Of course the Missouri State Fair can do what it wants, but the lifetime ban seems excessive. Any president comes in for a fair amount of public mockery, and what happened at the State Fair does not seem worse than the mockery of the president that occurred — without consequences like lifetime bans — during George W. Bush’s years in the White House. It’s not necessary to recite all the insults, threats, and other offenses directed at Bush during his presidency; if you were awake during those years, you know there were a lot of them. But perhaps it would be useful to list a few, and ask whether they resulted in punishment and professional exile for those involved.
Look, I have no problem with the state fair deciding that they'd rather not have that clown perform for them again.
But after all the BDS rage directed at the last president, I have trouble working up a good outrage over the clown. Back then a ban would have been portrayed as McCarthyism directed against a brave artist speaking truth to power.
Tip to Instapundit.
UPDATE: Hey! You know when it is okay for rodeo clowns to mock the president? When the president is George W. Bush. Tip to Instapundit.

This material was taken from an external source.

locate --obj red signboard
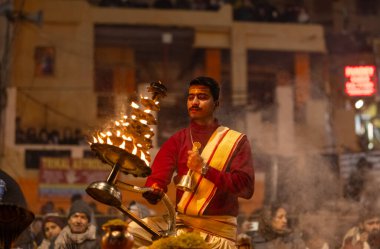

Again, I think it was rude to mock our president that way. On the other hand, the president is a citizen like any other and not a monarch. He should not be immune to mockery. He may not be amused, but we can be.
I have little respect for our president. But the office of the presidency requires a certain minimum of respect that should restrict criticism and mockery within some bounds that exclude crudeness and death threats. I don't pretend to know where those boundaries are.
But a lifetime ban for work at that state fair seems a bit much.
And the outrage of the left is definitely too much considering what was acceptably in bounds in our recent past.